Another week, another set of quotes from creationists for us to look at. We only have two from David Coppedge, one from Theology Archaeology, and one from Brian Thomas published at the website of Creation Ministries International (the weekly ad for the “Ark Encounter” was uninteresting this time, while Thomas’ ICR article for Friday is not easily quoted – I may write a proper post on it later). Let’s get right to it then:
1. Original Animal Protein in Fossils?, Brian Thomas, Creation Ministries International, 9 February
We have a fine fossil fish with original collagen fibres featured on an office wall at ICR (see photo above). It is from the Green River Formation in Wyoming. How do we know it is actually original fish collagen? First, it is a different colour, hardness, and texture from the surrounding rock. One visitor said that it looks like beef jerky. Second, the paleontologists who prepared it wrote that it was collagen. To dispel any doubt, scientists used four independent techniques to directly test fossil lizard skin from the same formation as our fish. They wrote,
“Taken together, all the analyses performed in this study strongly suggest that the fossilized reptile skin in BHI-102B [the lizard fossil] is not a simple impression, mineralized replacement or an amorphous organic carbon ﬁlm, but contains a partial remnant of the living organism’s original chemistry, in this case derived from proteinaceous skin.”
2. New Cambrian Fossil Quarry Beats Burgess Shale, David Coppedge, Creation Evolution Headlines, 11 February
So these dumb animals “developed” hard parts. Right. They did it “to protect themselves.” They met in war rooms to discuss plans for their “arms race.” They “drove” evolution. This is all the fallacy of personification. It won’t work for a theory that champions unplanned, unguided, aimless, blind natural processes.
3. New Craters Found on Mars, David Coppedge, Creation Evolution Headlines, 13 February
Let’s do a simple back-of-the-envelope calculation of cratering on Mars from the figure given: at least 200 new impacts per year 12 ft across or more. That should yield 900 billion craters over the lifetime of Mars – close to a trillion. Assuming a fraction of those would be large enough to loft debris to form secondary craters, and some of those could create orbiting bodies that would fall later, that total seems unreasonably high. The same rate would produce over a million craters in just 6,000 years – plenty, but credible. If anyone would like to refine these estimates, they would need to consider the rate of erasure of craters by dust storms and other impacts, and factors that could vary the impact rate from a steady state. The rate we measure today, for instance, may not reflect rates in the past. Planetary scientists frequently propose a “Late Heavy Bombardment” of large impactors, for instance, but such hypotheses are speculative.

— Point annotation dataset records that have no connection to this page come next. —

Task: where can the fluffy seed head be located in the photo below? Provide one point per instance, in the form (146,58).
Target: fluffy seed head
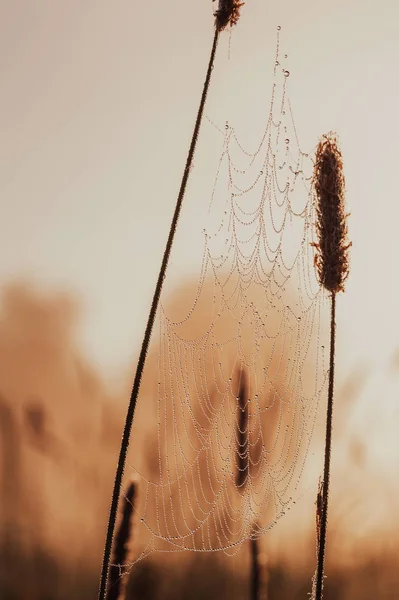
(228,13)
(332,258)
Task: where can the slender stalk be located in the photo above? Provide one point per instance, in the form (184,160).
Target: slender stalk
(242,450)
(327,460)
(123,536)
(148,331)
(255,569)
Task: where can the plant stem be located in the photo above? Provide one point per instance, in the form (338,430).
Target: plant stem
(255,570)
(327,459)
(147,334)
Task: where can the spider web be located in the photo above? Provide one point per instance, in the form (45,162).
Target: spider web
(233,382)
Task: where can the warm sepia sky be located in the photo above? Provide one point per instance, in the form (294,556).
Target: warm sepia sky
(97,105)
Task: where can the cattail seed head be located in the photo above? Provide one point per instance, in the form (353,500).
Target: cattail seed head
(332,258)
(227,13)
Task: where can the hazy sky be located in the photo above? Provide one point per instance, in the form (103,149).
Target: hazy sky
(97,106)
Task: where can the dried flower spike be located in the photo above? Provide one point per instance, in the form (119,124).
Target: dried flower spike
(332,260)
(228,13)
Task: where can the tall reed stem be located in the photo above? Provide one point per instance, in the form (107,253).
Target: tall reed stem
(255,570)
(148,331)
(327,459)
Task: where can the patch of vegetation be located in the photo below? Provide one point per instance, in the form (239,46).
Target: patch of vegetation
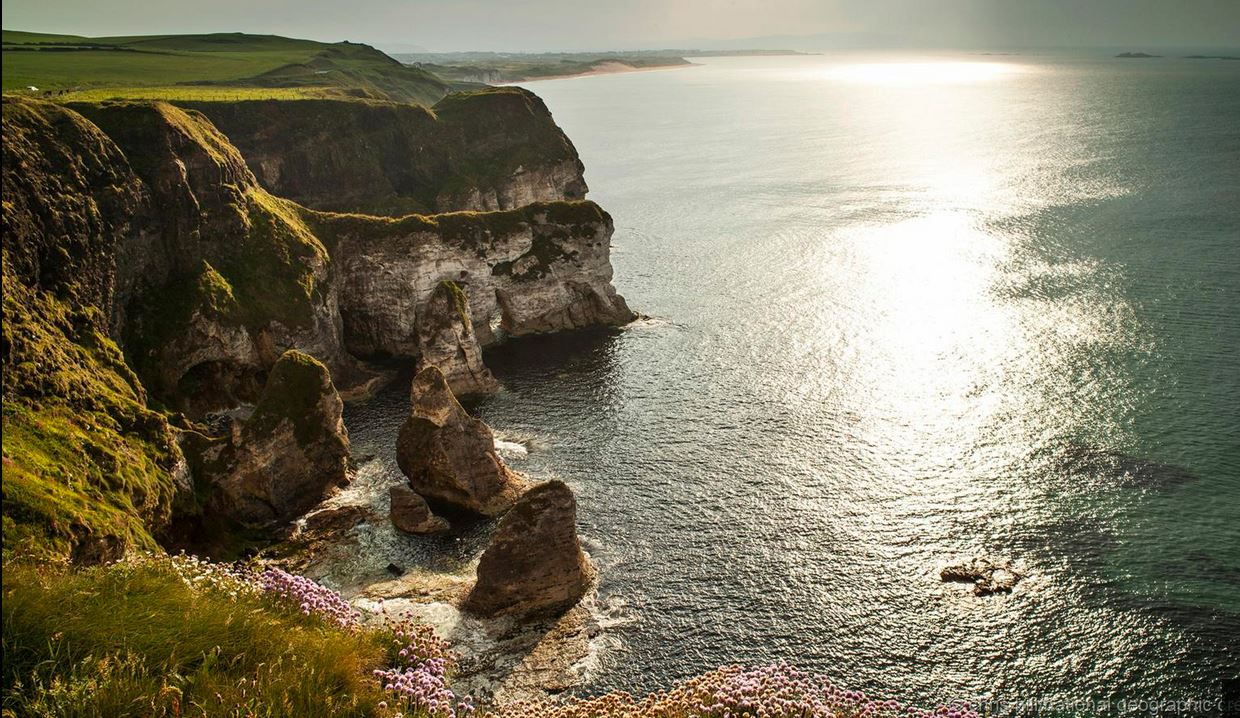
(60,66)
(460,300)
(273,270)
(515,133)
(87,466)
(492,67)
(144,639)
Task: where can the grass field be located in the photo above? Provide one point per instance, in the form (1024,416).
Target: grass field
(149,66)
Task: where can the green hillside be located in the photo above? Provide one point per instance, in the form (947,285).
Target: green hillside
(207,66)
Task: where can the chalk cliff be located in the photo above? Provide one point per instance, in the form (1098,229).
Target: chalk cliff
(144,252)
(490,149)
(287,456)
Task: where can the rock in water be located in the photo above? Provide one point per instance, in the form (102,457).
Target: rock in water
(533,566)
(289,455)
(449,455)
(411,514)
(987,576)
(447,340)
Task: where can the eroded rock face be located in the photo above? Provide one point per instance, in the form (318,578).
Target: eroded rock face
(447,340)
(535,564)
(448,455)
(411,512)
(489,149)
(987,576)
(538,269)
(289,455)
(226,278)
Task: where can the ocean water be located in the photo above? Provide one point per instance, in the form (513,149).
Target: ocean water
(904,310)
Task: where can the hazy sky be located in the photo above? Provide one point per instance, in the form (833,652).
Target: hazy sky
(537,25)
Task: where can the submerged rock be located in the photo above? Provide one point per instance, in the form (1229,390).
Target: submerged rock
(411,514)
(289,455)
(986,574)
(449,455)
(535,564)
(447,340)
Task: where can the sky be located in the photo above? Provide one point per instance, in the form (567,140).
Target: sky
(589,25)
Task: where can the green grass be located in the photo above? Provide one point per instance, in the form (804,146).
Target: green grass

4. On Camels & C-14 Dating, Part 1, (Unknown), Theology Archaeology, 14 February
Second, dating a secondary site to a certain period then declaring everything in that site s [sic] from that time period is circular reasoning. The bones are from the 11th-9th centuries because the site is from the 11th to 9th centuries and vice versa. There is nothing in that site that indicates those bones were buried at that time.